= Adriana Guerrini =

Italian operatic soprano

Photo of Adriana Guerrini with 1947 dedication

Adriana Guerrini (22 September 1907 - 24 April 1970) was an Italian operatic soprano, particularly associated with the Italian repertory.

Guerrini initially studied with Elvira Cesaroli Salvatori but being dissatisfied, applied to Beniamino Gigli for advice and was directed to Roberto Giovannini, active at the Conservatorio di Santa Cecilia (Rome) but also at the famous "Scuola di arpe," directed by Isabella Rosati Caserini. After three years with Giovannini, she made her first operatic appearance in June 1935 at the Teatro Quattro Fontane (Rome) singing Musetta in La Boheme, along with other young people newly graduated from conservatory or private schools, including the young Giulio Neri, later one of Italy's premier bassos. After another Boheme in October of that year, Guerrini undertook a further year of study. In 1937 she had two concert appearances, and in July she appeared as Cio-cio-san in Madama Butterfly at the Teatro Italia (Rome), followed in October by her first performance on Italian radio (EIAR Rome). This was an Italian-language version of Charpentier's Louise; she sang two minor roles. The following year, 1938, Guerrini saw more regular activity, and it can be said that this year saw the beginning of her true career. Besides two concertos there were appearances in Rome (Traviata), Catanzaro (Iris), Frascati (Baronessa di Carini) and a notable (Andrea Chenier opposite Giuseppe Taccani), L'Aquila, and Pescara. She was now drawing very favorable notices. By year's end Guerrini had been contracted at fourteen secondary opera companies. The years 1939-1941 followed suit, and her last appearance in 1941 marked her first performance outside Italy; this was Barcelona, and a performance of Tosca.

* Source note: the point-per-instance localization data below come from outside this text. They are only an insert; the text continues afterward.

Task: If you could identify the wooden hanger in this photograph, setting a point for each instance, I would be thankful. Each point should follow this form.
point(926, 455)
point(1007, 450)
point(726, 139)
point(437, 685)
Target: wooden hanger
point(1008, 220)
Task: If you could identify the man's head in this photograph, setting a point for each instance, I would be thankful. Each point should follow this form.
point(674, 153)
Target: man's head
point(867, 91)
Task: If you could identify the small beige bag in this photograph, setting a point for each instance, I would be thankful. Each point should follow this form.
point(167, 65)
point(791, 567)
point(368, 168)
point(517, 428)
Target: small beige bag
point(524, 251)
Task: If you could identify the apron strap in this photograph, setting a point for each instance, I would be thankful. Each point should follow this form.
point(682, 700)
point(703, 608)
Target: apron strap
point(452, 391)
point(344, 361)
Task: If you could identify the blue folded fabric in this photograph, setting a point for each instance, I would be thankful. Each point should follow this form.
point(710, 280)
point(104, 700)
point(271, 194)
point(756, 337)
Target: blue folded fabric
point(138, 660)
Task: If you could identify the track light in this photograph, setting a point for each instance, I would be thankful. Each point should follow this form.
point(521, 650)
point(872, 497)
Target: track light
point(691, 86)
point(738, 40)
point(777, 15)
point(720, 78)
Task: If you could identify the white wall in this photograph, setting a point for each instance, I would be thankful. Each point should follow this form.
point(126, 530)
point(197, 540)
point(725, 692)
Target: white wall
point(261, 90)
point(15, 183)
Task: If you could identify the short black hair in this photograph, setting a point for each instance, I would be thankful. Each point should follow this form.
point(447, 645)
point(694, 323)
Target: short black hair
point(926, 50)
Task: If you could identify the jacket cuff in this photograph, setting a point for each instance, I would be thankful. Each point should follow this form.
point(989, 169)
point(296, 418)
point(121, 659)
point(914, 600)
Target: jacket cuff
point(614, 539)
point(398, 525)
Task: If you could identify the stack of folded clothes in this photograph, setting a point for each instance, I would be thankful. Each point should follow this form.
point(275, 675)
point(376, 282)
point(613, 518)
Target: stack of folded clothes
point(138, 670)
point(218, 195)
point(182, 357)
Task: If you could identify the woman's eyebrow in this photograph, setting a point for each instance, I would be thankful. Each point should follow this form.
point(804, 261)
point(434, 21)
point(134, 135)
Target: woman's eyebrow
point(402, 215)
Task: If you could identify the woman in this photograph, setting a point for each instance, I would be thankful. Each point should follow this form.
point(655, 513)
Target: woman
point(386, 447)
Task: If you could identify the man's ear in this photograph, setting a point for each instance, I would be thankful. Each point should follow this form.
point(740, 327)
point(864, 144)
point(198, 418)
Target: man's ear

May 1942 would see Guerrini's first appearance at a major house—Teatro Massimo (Palermo)—in La Forza del Destino and also in concert. In the same year Catania's famous Teatro Bellini also saw her in three performances, and at the EIAR's Rome studios she resumed her radio career with a concert and a Siberia conducted by Giordano, also a Tosca opposite Giacinto Prandelli. By 1943 Italy's tragic wartime curtailed Guerrini's activities, mostly confined to EIAR concerts and performances in Rome and Turin: Ballo in Maschera, Tosca, Andrea Chenier (Giordano, cond.), Gloria, Il Tabarro. Co-interpreters included Beniamino Gigli, Galliano Masini, Mario Borriello, Armando Borgioli, Piero Pauli, and Giovanni Inghilleri.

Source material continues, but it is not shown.